SMALL STEPS, BIG CHANGES

“Although conditions of the lower limb are now in the spotlight, there is also a need to change our mindset in how we reach to achieve measurable patient outcomes. Below is a compilation of guidance from personal experience and that of my colleagues working in lower limb management over the last 20 years. As quoted by Albert Einstein; if you always do what you always did, you will always get what you always got.”
PATIENT CONCORDANCE
The small things that can make a big difference. Compilation of experience from me and my colleagues over the last 26 years in clinical practice:
- Support and education can empower your patient | This can ensure they become a stakeholder in their own healthcare. Patient passport documents and support groups such as ‘Legs Matter’ can provide simple but effective information, which can make a BIG difference.
- Involve the family | Never feel you have got to do this on your own. Sometimes a relative, family friend or a career with a good relationship with your patient can be that firm but supportive helping hand.
- Peer support groups | These can help patients interact and support each other within a peer group experiencing similar challenges. ‘Leg Clubs’ established an effective model back in the early 90’s, bringing together socially isolated communities all experiencing problems of the lower limb.
- Autonomy | Working with your patient and showing a willingness to compromise can help the patient feel they have some control in an otherwise vulnerable and confusing situation.

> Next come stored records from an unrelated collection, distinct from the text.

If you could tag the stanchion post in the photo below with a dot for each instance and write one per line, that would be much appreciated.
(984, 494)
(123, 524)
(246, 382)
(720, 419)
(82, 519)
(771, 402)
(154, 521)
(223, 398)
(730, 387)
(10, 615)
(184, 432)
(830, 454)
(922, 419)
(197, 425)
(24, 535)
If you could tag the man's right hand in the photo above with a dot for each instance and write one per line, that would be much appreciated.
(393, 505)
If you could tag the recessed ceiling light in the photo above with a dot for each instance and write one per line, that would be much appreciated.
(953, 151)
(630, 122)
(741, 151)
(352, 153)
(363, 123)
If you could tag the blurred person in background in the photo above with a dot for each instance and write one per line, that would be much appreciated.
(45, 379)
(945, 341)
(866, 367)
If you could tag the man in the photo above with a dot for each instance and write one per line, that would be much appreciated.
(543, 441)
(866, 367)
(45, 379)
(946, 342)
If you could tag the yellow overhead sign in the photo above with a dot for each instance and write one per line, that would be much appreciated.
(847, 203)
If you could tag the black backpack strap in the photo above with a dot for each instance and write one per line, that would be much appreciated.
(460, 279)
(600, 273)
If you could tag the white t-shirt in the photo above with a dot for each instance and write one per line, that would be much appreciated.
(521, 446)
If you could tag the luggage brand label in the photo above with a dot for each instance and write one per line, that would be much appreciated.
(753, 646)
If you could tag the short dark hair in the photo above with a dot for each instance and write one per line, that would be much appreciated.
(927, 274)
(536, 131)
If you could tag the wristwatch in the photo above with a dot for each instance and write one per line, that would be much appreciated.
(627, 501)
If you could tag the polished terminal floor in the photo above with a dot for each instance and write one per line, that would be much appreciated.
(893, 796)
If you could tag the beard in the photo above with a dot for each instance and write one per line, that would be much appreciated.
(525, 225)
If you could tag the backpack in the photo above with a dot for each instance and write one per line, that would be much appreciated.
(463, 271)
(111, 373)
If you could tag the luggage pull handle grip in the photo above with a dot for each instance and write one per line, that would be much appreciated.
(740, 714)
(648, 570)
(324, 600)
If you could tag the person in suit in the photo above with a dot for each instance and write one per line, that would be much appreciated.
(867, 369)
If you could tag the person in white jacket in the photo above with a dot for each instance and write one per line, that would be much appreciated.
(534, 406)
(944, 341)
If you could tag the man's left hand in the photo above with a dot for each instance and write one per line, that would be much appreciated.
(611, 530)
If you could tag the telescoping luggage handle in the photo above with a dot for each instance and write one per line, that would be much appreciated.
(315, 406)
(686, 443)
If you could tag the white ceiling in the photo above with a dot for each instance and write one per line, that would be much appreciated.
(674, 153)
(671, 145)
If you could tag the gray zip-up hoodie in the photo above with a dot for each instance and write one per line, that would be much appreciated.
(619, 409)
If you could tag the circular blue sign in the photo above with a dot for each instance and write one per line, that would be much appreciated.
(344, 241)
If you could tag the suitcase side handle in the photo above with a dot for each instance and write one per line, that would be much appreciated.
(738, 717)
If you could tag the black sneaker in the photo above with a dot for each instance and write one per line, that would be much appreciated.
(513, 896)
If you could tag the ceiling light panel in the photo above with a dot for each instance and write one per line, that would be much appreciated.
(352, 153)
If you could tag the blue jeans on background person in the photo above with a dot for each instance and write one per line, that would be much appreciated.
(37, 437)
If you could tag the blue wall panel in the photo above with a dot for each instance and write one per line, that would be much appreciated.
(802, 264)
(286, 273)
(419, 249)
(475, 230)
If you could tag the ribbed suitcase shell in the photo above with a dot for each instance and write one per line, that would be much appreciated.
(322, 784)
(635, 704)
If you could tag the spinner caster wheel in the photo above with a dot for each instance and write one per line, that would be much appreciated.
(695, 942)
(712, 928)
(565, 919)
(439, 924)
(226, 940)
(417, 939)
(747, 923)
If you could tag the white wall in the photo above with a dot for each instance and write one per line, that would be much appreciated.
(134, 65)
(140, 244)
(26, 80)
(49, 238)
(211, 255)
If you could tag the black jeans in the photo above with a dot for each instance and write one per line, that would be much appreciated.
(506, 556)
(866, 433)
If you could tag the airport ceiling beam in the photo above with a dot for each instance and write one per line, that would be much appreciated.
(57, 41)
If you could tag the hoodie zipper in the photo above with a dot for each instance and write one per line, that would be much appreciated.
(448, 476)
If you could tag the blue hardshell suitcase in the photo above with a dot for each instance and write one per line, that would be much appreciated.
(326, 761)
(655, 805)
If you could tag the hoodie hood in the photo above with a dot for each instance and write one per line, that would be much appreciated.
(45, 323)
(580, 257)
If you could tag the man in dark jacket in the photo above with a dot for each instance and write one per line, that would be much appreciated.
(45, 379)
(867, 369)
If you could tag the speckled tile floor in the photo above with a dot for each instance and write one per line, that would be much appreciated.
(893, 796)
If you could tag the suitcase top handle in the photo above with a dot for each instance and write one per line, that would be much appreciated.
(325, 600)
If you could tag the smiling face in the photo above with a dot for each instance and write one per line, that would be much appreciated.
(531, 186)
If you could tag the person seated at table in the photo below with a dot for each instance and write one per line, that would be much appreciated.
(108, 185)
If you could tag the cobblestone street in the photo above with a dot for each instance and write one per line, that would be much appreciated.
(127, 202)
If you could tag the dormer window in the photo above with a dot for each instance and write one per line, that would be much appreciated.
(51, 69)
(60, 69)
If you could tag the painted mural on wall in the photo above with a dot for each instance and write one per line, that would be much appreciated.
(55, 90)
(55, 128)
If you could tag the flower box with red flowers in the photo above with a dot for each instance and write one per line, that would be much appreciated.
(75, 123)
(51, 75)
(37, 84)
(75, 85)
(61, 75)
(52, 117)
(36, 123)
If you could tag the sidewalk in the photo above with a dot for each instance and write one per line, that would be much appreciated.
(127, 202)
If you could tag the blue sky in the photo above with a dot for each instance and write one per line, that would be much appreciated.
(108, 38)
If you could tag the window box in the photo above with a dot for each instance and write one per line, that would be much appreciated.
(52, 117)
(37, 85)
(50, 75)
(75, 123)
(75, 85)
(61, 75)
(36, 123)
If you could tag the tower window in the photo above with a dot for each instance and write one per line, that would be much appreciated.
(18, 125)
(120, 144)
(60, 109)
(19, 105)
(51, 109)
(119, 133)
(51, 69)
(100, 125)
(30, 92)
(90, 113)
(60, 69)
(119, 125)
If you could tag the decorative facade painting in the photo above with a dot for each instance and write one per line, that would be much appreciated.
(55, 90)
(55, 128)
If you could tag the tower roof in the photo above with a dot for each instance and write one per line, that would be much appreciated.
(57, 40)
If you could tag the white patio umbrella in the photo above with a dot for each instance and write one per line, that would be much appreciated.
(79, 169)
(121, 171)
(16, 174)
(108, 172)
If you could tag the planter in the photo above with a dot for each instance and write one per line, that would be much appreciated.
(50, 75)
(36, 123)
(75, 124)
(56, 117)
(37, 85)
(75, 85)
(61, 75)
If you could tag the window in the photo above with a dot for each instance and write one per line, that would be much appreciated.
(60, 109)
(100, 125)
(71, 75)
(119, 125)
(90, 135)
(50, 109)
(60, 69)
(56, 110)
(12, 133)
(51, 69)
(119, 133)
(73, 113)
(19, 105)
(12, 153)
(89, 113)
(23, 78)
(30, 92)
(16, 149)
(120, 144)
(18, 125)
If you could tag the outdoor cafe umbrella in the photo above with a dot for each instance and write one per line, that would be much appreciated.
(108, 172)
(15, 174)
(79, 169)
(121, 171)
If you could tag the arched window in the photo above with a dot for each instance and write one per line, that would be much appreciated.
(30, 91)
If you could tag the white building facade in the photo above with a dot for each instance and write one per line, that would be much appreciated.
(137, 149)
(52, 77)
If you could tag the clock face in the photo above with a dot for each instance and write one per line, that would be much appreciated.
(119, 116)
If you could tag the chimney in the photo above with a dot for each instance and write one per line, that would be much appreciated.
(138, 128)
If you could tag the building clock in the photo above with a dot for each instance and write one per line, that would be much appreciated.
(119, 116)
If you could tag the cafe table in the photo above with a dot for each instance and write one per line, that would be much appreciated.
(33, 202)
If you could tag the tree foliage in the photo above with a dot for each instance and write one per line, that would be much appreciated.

- Understand your patient holistically | Asking the patient what their priorities and challenges are can help work towards a realistic approach to success. Understanding their needs and priorities can help shape a regime and select the right product at the right time. For example, your patient’s goal may be to attend a family event without worrying about bulky bandages. Understanding this can help shape a treatment regime, whether temporary or longer term.
- Slow but steady wins the race | Don’t feel like you need to solve all challenges at the same time. Providing a solution to a patient challenge can sometimes solve a problem before it starts. Giving footwear advice for example can alleviate any anxiety around being able to wear suitable and aesthetically pleasing footwear.
- It’s not what you do it’s the way that you say it | Your thoughts and aims may be clinically accurate, however consider a joint approach. Starting a dialogue with ‘maybe you could’ or ‘perhaps we could’ or ‘shall we try’ can position a plan as a partnership decision.
- Self-care | Delivering care in the current climate can be incredibly challenging. For many years we have been seeking to achieve a balance of self and shared care and COVID-19 has accelerated this process. We need to have a support process to identify those patients who can and are willing to self-care and those who still require regular intervention. When appropriate we should provide a plan of care that is easy to follow alongside support material to empower our patient, carer or family member. These should include hand hygiene, how to change a dressing, signs and symptoms of deterioration, how to raise concerns and realistic expectations of the patient/carer/family member.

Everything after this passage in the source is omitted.